Im Süden Perus sind die Anführer der tödlichen Proteste zu einem „endlosen Kampf“ gegen die Regierung bereit. Die seit Wochen anhaltenden Kämpfe drohen die tief gespaltene Andennation zu destabilisieren. Mindestens achtzehn Demonstranten wurden am Montag (9.) in der südlichen Provinz Puno getötet. Es war der schlimmste Tag der Gewalt seit Castillos gescheiterten Selbstputsch am 7. Dezember, bei der insgesamt vierzig Menschen bei Protesten und sieben weitere bei damit verbundenen Unfällen getötet wurden. Die Wut im Süden der Anden wird sich wahrscheinlich noch verstärken, erklärten Protestführer gegenüber „Reuters“. Dies ist ein großes Risiko für die Unternehmen des zweitgrößten Kupferproduzenten der Welt, in dem sich große Minen wie Las Bambas von „MMG“ und „Cerro Verde“ von Freeport-McMoRan befinden. „Dies ist ein endloser Kampf“, bekräftigte Edgar Chura, Anführer der Protestgruppe Puno Defense Front vor den Zusammenstößen am Montag, eine Ansicht, die von anderen Protestführern geteilt wurde, die mit „Reuters“ sprachen.

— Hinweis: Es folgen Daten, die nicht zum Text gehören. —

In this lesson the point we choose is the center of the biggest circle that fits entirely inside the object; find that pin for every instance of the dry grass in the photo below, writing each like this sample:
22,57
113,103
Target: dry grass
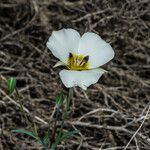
111,115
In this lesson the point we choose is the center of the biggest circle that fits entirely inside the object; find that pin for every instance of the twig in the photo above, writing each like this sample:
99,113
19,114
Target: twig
138,129
24,108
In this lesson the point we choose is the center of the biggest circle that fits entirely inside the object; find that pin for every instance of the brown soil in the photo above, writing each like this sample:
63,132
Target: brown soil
117,104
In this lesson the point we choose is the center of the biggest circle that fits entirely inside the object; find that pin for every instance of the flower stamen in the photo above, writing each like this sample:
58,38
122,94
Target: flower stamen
78,62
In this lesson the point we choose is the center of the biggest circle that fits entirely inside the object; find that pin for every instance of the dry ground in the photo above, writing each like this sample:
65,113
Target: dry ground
109,113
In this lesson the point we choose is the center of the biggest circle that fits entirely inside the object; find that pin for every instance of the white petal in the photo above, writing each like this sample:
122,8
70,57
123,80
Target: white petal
99,51
82,79
62,42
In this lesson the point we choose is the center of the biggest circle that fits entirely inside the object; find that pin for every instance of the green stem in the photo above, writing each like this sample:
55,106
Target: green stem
65,115
34,129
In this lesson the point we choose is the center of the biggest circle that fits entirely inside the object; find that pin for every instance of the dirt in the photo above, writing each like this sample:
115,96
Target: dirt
117,106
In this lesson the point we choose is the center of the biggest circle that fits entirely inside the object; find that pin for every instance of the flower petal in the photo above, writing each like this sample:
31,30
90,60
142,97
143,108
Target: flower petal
62,42
99,51
82,79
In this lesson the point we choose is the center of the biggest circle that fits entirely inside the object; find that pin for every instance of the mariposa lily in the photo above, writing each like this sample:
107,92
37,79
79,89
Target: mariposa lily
82,56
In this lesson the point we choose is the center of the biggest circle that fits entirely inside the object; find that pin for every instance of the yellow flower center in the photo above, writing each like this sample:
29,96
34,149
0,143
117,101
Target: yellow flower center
78,62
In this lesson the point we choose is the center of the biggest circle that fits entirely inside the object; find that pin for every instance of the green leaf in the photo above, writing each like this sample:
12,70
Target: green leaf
64,136
31,134
11,84
69,134
60,99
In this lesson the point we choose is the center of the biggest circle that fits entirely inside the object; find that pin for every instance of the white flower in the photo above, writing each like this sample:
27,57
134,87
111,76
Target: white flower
81,54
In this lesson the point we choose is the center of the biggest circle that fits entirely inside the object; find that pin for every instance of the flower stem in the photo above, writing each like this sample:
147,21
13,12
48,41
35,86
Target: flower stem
65,115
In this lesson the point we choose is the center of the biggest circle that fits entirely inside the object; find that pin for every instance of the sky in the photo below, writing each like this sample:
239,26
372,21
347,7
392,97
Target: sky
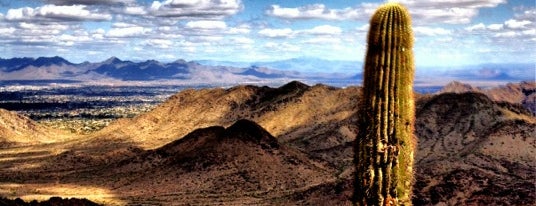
447,32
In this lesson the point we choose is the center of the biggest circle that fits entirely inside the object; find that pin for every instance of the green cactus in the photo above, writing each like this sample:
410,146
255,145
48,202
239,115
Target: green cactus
385,143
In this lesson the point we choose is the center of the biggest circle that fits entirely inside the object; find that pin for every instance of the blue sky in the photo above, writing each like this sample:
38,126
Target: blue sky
447,33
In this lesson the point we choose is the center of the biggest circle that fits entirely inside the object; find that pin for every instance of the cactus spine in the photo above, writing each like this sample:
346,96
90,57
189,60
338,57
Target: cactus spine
385,143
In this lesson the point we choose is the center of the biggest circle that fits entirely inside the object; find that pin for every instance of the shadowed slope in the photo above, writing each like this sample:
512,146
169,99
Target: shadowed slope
241,164
20,130
282,111
474,151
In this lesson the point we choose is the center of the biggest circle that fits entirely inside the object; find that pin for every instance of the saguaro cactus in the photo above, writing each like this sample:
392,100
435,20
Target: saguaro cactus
385,144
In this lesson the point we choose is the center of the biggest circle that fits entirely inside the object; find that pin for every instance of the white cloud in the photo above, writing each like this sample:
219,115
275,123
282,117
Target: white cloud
89,2
204,24
323,40
495,27
56,13
159,43
517,24
195,8
7,31
423,12
122,32
243,40
447,11
429,31
276,33
320,11
134,10
324,30
476,27
282,47
241,29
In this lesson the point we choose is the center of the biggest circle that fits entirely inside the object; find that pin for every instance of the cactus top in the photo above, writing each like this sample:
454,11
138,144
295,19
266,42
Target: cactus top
381,24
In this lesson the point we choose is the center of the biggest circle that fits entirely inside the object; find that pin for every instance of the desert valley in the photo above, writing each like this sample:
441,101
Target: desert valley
286,145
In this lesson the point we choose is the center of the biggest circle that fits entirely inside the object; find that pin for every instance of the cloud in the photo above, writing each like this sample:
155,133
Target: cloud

Eine der Hauptforderungen der südlichen Regionen ist nach seinen Worten die Überarbeitung der derzeitigen marktfreundlichen Verfassung, die auf den konservativen Präsidenten Alberto Fujimori in den 1990er Jahren zurückgeht und die er als“ wirtschaftlichen und politischen Feind des Volkes“ bezeichnete. Die Proteste, die durch Castillos Absetzung und Verhaftung ausgelöst wurden, nachdem er illegal versucht hatte, den Kongress zu schließen, um ein Amtsenthebungsverfahren zu vermeiden, haben den Zorn auf die neue Präsidentin Dina Boluarte und die weithin als korrupt und eigennützig geschmähte Legislative gelenkt. Die Demonstranten fordern Neuwahlen noch in diesem Jahr, eine Räumung des Kongresses und eine neue Verfassung. Boluarte, Perus erste weibliche Präsidentin, die Castillos Stellvertreterin war, hat versucht, die Demonstranten zu beschwichtigen, indem sie zwei Jahre früher, Anfang 2024, Wahlen anbot. Sie sagt jedoch, dass viele der Forderungen der Demonstranten nicht erfüllt werden können.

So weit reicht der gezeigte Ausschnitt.